Taking commercial TV out back

It’s hard to believe now, but there was a time when swathes of the country — mostly outback regions — were largely oblivious to commercial television that the more populated areas of the country had taken for granted for years.

While the rest of us might have been raving about the latest soaps and sitcoms, movie or mini-series blockbusters and watching commercial news and current affairs, viewers in outback and remote areas might have been lucky to have just had access to ABC.

Things started to change in the mid-1980s with the launch of the AUSSAT satellites, allowing ABC and commercial television services to cover essentially anywhere not covered by terrestrial (antenna) television.

The first remote commercial television service (RCTS) was GWN in Western Australia in 1986, followed by Imparja covering Northern Territory and South Australia in January 1988.

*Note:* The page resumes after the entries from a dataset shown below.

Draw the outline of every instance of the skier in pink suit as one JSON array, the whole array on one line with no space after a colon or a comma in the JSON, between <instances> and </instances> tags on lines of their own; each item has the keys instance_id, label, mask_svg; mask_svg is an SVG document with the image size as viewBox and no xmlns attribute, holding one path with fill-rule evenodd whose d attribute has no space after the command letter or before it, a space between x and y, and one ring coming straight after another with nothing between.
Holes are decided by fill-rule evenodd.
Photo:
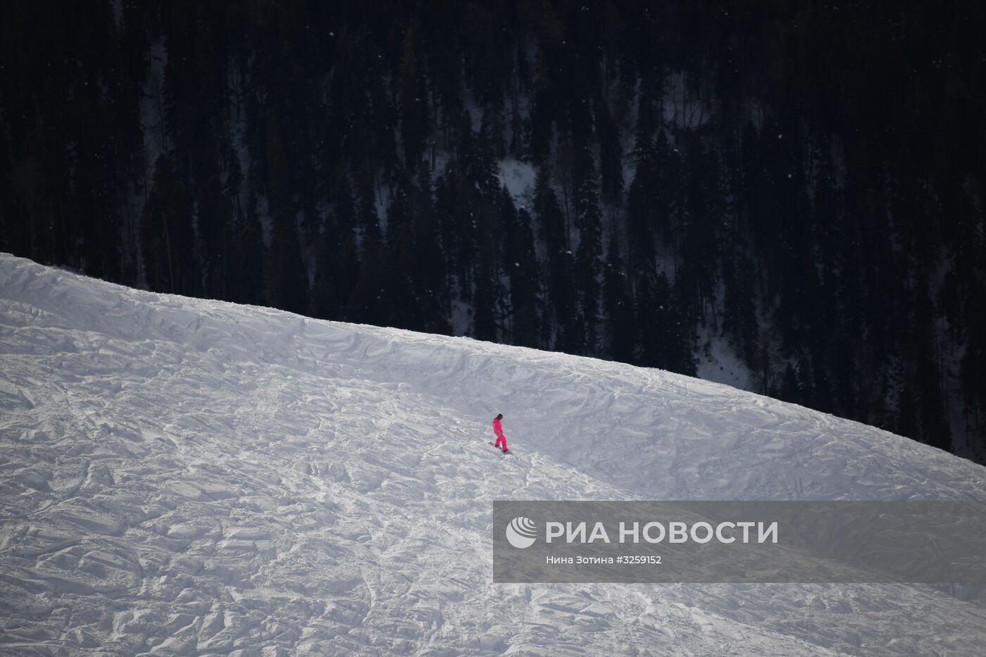
<instances>
[{"instance_id":1,"label":"skier in pink suit","mask_svg":"<svg viewBox=\"0 0 986 657\"><path fill-rule=\"evenodd\" d=\"M503 419L503 413L500 413L493 418L493 433L496 434L496 444L494 447L500 447L500 443L503 443L503 447L500 447L504 452L507 451L507 437L503 435L503 426L500 424L500 420Z\"/></svg>"}]
</instances>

Queensland’s RCTS commenced thirty years ago this week, when QSTV debuted at 7.00am on Sunday 24 April 1988 and was officially opened that evening.

QSTV’s first week of programming (Click to enlarge)
Source: The Sunday Mail / Scene On TV

QSTV was owned by Telecasters North Queensland, operator of Townsville-based NQTV. While QSTV’s program guide largely mirrored that of NQTV, there were some opt-outs for programs specific to remote areas.

With access to content from all three commercial networks, programs to appear on QSTV’s first week of broadcasting included 60 Minutes, Neighbours, Sale Of The Century, A Country Practice, Midday, National Nine News, A Current Affair, Today, Sunday, The Curiosity Show, Beyond 2000, Hey Hey It’s Saturday, Sons And Daughters, mini-series The Last Bastion, Sydney rugby league and the official opening of World Expo 88.

In the 1990s as NQTV became QTV and then Ten Queensland as it aligned with the Ten Network, QSTV and its new sister station ITQ8 in Mount Isa followed suit and became known as Ten Satellite.

By the end of the decade, Telecasters had shifted Ten Satellite to become a Seven Network outlet, Seven Central, as it prepared to aggregate with the Central Australian satellite footprint covered by Imparja, focusing on Seven Network programming while Imparja affiliated with Nine and Ten.

Now owned by Southern Cross Austereo, the station is now known as Southern Cross Television and is available via the VAST platform to areas in all states (except Western Australia) that don’t have access to terrestrial television. Being an affiliate of the Seven Network it also carries secondary channels 7Two and 7Mate.

Since 2010, Southern Cross and Nine affiliate Imparja have jointly operated Ten Central, providing viewers of the VAST platform in the central and eastern states with access to a dedicated Network Ten signal.